To use the cache from the previously built image we can use the --cache-from option on the build command. This option will take an image name from where we want to use it as the cache source.

Consider this Dockerfile:

FROM python:3.8

ENV TZ=Asia/Dhaka
RUN ln -snf /usr/share/zoneinfo/$TZ /etc/localtime && echo $TZ > /etc/timezone

WORKDIR /app
ADD requirements.txt .

RUN pip install -r requirements.txt
COPY ./code .

EXPOSE 5000

The process for building this Dockerfile could be the following:

  1. Pull the image with the latest tag
  2. Build the image with --cache-from flag to use cache from previously built layers, & create both the latest tag and our chosen tag
  3. Push both of the tags
# Step 1
docker pull docker.myrepo.com/awesome-image:latest

# Step 2
docker build .
  --cache-from docker.myrepo.com/awesome-image:latest
  -t docker.myrepo.com/awesome-image:latest
  -t docker.myrepo.com/awesome-image:1.4.7

# Step 3
docker push docker.myrepo.com/awesome-image

 

What If?.. we use multi-stage Dockerfile 🐳

For multi-stage Dockerfiles, usually, there are one or more builder stages where we build the application. During the build process, the container environment can be polluted by build dependencies which might not be required for the application to run. So we pull a fresh base image in the final stage and copy over only the application files to the final stage from the previous builder stage. Thus the final build couldn’t really use the layer cache from the builder stage since the final stage is based on a different image. When some project files change it will always try to build the image and for the changes detected it won’t be able to use the cache from the latest tag. So, what do we do in this case?

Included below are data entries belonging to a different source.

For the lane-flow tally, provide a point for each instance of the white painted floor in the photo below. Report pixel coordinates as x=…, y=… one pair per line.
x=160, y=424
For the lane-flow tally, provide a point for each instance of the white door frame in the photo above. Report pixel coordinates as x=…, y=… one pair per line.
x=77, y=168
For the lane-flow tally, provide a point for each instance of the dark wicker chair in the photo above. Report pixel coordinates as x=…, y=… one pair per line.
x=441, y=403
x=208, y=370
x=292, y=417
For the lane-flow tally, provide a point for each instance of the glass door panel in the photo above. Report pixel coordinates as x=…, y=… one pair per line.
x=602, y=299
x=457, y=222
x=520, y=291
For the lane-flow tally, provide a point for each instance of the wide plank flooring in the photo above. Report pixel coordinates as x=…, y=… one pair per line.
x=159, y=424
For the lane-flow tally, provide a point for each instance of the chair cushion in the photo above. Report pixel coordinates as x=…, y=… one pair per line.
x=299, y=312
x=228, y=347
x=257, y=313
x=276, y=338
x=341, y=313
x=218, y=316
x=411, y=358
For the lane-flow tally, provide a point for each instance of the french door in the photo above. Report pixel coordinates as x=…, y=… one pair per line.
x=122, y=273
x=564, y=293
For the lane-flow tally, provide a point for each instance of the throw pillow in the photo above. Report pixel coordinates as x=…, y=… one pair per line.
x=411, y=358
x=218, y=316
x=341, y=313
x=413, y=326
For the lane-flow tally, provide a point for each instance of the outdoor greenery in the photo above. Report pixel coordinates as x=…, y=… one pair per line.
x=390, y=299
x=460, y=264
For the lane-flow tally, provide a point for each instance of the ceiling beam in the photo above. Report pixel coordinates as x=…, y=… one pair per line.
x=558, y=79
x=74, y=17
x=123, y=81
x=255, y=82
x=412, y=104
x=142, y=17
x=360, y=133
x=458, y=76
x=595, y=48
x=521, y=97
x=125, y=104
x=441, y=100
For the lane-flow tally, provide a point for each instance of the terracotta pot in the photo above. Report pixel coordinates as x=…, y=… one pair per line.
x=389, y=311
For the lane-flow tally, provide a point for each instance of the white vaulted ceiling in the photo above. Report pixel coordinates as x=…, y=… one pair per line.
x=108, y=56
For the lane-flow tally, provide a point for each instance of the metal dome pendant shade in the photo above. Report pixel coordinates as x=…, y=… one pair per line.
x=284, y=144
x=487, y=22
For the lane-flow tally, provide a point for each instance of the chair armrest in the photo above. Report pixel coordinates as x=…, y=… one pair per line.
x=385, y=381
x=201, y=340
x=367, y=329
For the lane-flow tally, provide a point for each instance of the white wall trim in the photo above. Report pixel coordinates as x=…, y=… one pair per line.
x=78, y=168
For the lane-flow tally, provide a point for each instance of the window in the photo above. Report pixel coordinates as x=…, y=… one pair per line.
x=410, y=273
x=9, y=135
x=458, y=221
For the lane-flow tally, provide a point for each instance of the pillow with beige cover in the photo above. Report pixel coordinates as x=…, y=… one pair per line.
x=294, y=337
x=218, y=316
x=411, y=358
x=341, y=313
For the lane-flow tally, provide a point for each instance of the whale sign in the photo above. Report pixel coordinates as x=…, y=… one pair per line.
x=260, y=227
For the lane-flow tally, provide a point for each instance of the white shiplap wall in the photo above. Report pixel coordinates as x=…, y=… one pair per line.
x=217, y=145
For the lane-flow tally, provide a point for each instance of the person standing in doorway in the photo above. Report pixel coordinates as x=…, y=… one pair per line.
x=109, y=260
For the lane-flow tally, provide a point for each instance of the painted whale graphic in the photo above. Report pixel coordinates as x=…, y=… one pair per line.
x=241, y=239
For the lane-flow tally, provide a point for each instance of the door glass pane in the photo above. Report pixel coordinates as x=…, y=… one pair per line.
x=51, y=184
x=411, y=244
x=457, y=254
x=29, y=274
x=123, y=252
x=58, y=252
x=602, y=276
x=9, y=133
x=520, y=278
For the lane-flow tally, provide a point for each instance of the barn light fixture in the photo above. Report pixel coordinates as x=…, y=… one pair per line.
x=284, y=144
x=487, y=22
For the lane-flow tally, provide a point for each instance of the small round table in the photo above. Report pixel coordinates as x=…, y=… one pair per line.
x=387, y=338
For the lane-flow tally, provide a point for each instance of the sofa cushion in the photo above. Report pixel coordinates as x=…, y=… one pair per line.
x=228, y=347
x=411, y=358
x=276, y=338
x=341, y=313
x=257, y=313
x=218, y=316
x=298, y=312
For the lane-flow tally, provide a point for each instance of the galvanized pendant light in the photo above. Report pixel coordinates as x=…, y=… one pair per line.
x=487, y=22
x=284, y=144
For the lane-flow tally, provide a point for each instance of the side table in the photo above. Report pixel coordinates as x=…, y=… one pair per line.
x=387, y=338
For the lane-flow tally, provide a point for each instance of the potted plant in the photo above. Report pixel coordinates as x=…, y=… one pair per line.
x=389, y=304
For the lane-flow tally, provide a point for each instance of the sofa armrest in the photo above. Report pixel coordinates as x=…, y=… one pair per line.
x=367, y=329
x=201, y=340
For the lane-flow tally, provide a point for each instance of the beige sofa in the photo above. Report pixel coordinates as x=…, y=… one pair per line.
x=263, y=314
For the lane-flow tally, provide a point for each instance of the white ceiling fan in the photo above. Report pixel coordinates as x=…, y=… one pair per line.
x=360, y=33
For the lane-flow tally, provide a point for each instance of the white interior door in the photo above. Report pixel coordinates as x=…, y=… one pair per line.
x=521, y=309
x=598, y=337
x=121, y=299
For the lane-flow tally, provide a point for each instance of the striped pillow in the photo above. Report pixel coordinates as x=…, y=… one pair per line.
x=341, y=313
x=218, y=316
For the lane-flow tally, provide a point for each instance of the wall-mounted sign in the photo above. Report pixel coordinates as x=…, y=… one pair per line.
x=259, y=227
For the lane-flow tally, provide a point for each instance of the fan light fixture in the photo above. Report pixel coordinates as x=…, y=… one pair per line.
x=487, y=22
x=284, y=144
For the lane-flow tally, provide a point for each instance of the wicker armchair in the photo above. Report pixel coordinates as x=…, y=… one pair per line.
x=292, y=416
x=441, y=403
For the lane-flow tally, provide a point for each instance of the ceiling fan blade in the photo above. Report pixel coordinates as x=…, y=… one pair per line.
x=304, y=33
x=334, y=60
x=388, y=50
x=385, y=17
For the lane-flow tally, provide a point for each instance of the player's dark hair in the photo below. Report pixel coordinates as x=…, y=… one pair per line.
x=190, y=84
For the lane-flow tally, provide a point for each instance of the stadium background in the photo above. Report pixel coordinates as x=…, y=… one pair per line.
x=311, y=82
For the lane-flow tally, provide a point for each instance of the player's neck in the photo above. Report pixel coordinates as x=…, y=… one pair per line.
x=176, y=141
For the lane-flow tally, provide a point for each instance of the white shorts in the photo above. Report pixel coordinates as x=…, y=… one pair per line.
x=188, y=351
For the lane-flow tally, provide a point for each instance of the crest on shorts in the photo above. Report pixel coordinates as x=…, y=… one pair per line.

Here’s a Dockerfile with multi-stage build:

# BUILDER STAGE
ARG GO_VERSION=1.12.7
FROM golang:${GO_VERSION}-alpine AS builder

# Create the user and group files
# that will be used in the running container
# to run the process as an unprivileged user
RUN mkdir /user && \
    echo 'nobody:x:65534:65534:nobody:/:' > /user/passwd && \
    echo 'nobody:x:65534:' > /user/group

WORKDIR /src
COPY ./ ./
RUN CGO_ENABLED=0 GOOS=linux go build -a -o /app .

# FINAL STAGE
FROM scratch AS final

COPY --from=builder /user/group /user/passwd /etc/
COPY --from=builder /app /app
USER nobody:nobody

ENTRYPOINT ["/app"]

The build process for multi-stage build would be:

  1. Pull the image with the builder tag
  2. Build and tag a new builder image using --target option to set the builder stage and use --cache-from option to use the layer caching.
  3. Build the final image by using cache from the builder stage and tag with the latest & our favorite tag.
  4. Push both builder, latest, and our favorite tags.
# Step 1
docker pull docker.myrepo.com/awesome-image:builder

# Step 2
docker build . --target builder
  --cache-from docker.myrepo.com/awesome-image:builder
  -t docker.myrepo.com/awesome-image:builder

# Step 3
docker build .
  --cache-from docker.myrepo.com/awesome-image:builder
  -t docker.myrepo.com/awesome-image:latest
  -t docker.myrepo.com/awesome-image:1.4.7

# Step 4
# pushes 'builder', 'latest' & '1.4.7' tags
docker push docker.myrepo.com/awesome-image

 

Cool! But can we do some magic? 🎩

Yes, but depends on the tool. Some CI tool supports special commands or configurations to have the cache from the previous build automatically. For example, CircleCI has a configuration like this below:

our_job_name:
   machine:
      docker_layer_caching: true

That automatically does all the trick that we have done manually above.


I tried to share how I approached and solved the issue of Docker build speed in the CI environment. Hope the readers will find these simple tips helpful and can use them to improve their build pipelines.